BEIJING China's yuan is expected to tread a steady upward curve for the rest of this year, as investors anticipate an improving export picture from the second quarter and the economy could regain strength on Beijing's policy support, a Reuters poll showed.
The median forecast in a poll of 30 analysts showed the yuan may creep up to 6.13 against the dollar in three months, to 6.05 in six months and to 6.00 in 12 months. That compares with Thursday's close of 6.2107.
The yuan has gained more than 33 percent since its landmark revaluation in 2005, partly supported by factors such as strong capital inflows into China, including those derived from trade surpluses.
After traditionally weak export data in the first two months of each year, traders and analysts widely expect China's foreign trade to pick up from the second quarter.
Such a recovery trend can also be seen from increased corporate dollar sales this week, traders said.
Additionally, the central government announced on Wednesday the first batch of measures this year to stabilize the economy, cutting taxes for small firms and speeding up railway construction.
Helen Qiao, chief China economist at Morgan Stanley, also noted that loose monetary policies in developed countries could keep bringing foreign capital into China, although the U.S. Federal Reserve started to gradually withdraw its stimulus in early 2014.

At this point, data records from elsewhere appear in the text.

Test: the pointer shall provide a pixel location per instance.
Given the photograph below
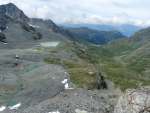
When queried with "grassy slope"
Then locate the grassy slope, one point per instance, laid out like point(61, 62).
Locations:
point(126, 62)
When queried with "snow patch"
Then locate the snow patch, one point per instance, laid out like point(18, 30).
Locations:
point(54, 112)
point(49, 44)
point(66, 85)
point(35, 26)
point(2, 108)
point(64, 81)
point(15, 107)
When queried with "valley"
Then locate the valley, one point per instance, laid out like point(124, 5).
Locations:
point(45, 68)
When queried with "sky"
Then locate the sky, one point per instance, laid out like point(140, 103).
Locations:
point(87, 11)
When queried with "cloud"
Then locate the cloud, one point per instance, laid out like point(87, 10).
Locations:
point(87, 11)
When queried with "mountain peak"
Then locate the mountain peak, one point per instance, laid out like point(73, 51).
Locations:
point(12, 11)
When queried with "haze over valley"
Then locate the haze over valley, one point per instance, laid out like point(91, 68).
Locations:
point(53, 60)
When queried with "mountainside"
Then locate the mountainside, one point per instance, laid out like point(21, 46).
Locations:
point(17, 30)
point(125, 29)
point(126, 61)
point(94, 36)
point(10, 11)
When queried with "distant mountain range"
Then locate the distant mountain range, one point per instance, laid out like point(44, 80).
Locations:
point(125, 29)
point(95, 36)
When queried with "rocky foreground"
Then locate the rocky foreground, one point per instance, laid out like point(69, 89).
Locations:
point(134, 101)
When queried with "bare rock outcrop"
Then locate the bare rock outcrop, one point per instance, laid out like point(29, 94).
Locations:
point(134, 101)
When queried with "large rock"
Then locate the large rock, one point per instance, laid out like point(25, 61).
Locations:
point(134, 101)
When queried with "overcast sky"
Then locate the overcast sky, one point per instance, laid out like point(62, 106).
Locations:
point(87, 11)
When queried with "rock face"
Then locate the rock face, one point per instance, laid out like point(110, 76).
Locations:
point(134, 101)
point(13, 12)
point(10, 12)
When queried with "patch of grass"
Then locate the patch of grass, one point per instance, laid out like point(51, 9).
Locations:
point(51, 60)
point(80, 74)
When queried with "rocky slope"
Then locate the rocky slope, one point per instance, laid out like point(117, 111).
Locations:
point(134, 101)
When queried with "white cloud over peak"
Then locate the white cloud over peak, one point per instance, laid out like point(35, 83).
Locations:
point(87, 11)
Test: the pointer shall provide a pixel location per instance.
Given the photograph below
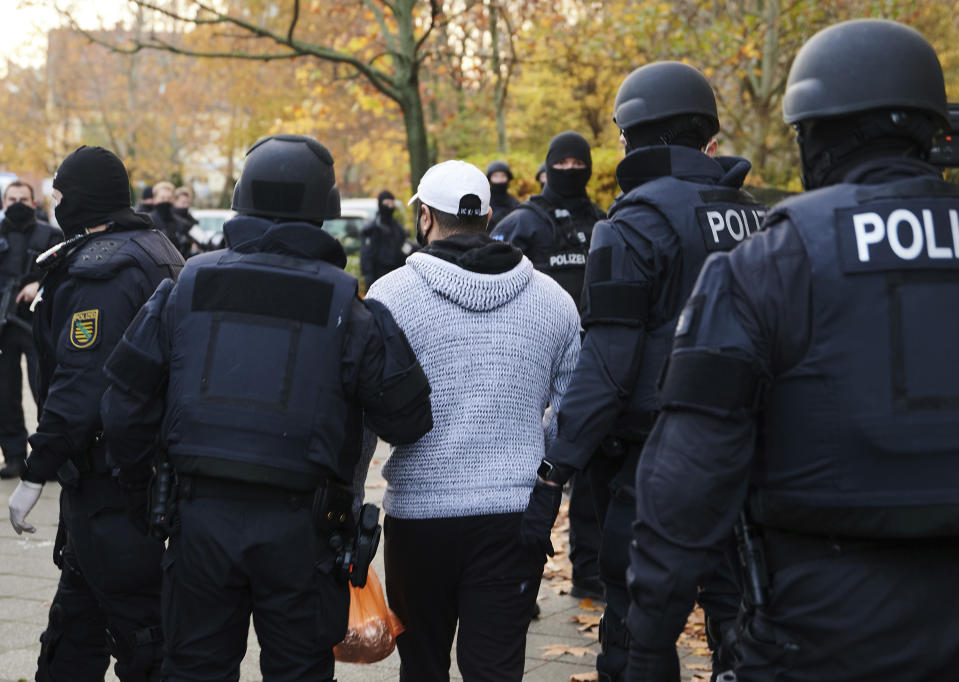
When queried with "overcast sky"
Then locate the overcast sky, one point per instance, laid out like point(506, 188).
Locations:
point(24, 24)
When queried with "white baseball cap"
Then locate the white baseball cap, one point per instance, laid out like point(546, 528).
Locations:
point(444, 186)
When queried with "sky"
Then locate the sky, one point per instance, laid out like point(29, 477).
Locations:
point(23, 39)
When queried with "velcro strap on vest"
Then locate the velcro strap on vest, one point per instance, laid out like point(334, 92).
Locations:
point(133, 370)
point(398, 395)
point(715, 381)
point(617, 303)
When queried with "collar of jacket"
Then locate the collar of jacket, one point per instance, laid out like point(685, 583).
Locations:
point(249, 234)
point(684, 163)
point(883, 170)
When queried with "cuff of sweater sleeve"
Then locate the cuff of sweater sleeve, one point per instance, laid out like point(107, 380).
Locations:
point(34, 474)
point(570, 454)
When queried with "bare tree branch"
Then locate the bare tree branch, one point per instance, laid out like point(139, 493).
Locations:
point(296, 16)
point(435, 11)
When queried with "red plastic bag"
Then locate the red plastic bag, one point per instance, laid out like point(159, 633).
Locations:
point(373, 627)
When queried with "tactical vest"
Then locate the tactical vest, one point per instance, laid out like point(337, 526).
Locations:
point(100, 256)
point(706, 219)
point(255, 375)
point(861, 437)
point(565, 258)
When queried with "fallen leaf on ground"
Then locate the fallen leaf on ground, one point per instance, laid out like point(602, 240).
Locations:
point(561, 649)
point(586, 620)
point(589, 605)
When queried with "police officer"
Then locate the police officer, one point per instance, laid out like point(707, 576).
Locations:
point(384, 241)
point(23, 237)
point(553, 230)
point(501, 201)
point(830, 330)
point(257, 363)
point(679, 204)
point(94, 285)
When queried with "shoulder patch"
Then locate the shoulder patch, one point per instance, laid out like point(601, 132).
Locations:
point(85, 329)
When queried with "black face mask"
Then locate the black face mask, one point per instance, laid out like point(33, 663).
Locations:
point(421, 238)
point(498, 189)
point(20, 213)
point(164, 209)
point(71, 216)
point(568, 183)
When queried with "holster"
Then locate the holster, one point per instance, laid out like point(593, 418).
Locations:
point(164, 519)
point(333, 509)
point(367, 541)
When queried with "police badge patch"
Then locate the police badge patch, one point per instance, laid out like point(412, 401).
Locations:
point(85, 328)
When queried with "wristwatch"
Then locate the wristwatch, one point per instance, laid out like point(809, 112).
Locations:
point(553, 473)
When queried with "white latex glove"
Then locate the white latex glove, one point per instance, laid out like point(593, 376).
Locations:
point(24, 498)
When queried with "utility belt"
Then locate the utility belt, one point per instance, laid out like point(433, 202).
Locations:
point(784, 549)
point(92, 461)
point(353, 541)
point(765, 551)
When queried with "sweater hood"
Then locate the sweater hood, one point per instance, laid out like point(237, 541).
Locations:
point(473, 291)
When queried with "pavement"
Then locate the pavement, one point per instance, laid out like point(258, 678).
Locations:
point(561, 644)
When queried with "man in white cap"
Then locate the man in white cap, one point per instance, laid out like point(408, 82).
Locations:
point(499, 342)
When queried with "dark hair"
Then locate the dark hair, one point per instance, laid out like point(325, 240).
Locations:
point(19, 183)
point(449, 223)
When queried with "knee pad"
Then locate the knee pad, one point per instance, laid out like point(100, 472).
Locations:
point(138, 653)
point(614, 655)
point(49, 640)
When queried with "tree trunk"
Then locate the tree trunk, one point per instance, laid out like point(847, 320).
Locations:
point(499, 89)
point(416, 140)
point(407, 83)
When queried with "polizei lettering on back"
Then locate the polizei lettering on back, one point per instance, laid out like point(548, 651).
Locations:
point(726, 225)
point(563, 259)
point(916, 234)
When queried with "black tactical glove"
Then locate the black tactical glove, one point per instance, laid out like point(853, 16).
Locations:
point(136, 490)
point(653, 666)
point(539, 516)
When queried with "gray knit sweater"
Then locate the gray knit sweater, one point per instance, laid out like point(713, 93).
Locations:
point(497, 349)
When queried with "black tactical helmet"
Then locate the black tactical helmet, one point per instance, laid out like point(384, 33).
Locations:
point(288, 176)
point(495, 166)
point(662, 90)
point(862, 65)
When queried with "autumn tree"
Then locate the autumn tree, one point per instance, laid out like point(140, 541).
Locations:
point(390, 58)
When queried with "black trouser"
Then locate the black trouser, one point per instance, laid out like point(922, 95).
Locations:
point(15, 342)
point(470, 569)
point(871, 614)
point(614, 492)
point(110, 580)
point(258, 553)
point(584, 529)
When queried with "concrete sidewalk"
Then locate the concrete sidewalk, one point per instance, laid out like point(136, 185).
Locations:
point(560, 644)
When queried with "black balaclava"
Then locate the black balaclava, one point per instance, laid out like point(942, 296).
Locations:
point(571, 182)
point(20, 214)
point(498, 190)
point(386, 213)
point(830, 148)
point(95, 187)
point(684, 130)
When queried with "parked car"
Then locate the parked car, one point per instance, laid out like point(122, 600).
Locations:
point(354, 214)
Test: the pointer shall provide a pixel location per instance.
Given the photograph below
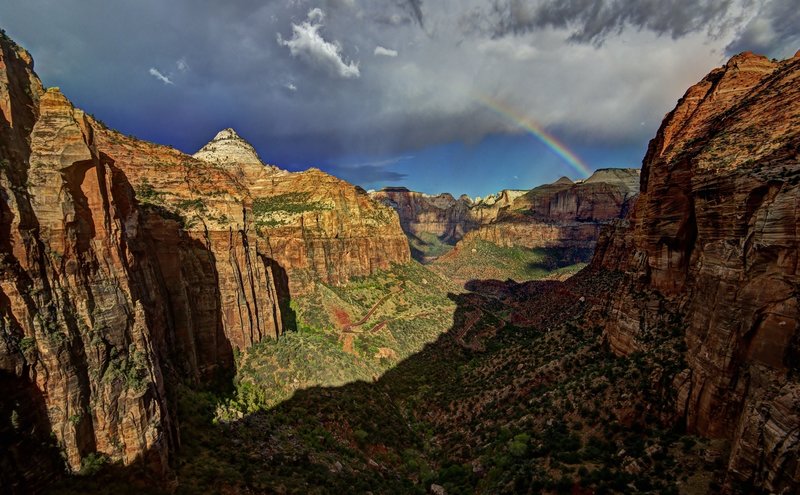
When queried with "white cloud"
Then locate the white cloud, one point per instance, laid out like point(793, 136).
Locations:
point(308, 44)
point(385, 52)
point(316, 15)
point(161, 77)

"You cannot ignore the interest spread between China and developed countries, at least in the short term," Qiao said.
"Therefore, we think yuan appreciation will resume."
The previous poll in January had put 12-month gains at about 1.7 percent.
The yuan depreciated a combined 2.54 percent against the dollar in February and March, its biggest two-month loss since China established the domestic foreign exchange market in 1994, as the central bank engineered a campaign to punish speculators who were betting on one-way appreciation.
Despite a few cases of PBOC-engineered yuan depreciation, the currency has generally been climbing steadily, rising 2.9 percent in 2013.
The central bank doubled the yuan's daily trading band to allow for wider fluctuations of the currency and let market forces play a greater role in the foreign exchange market.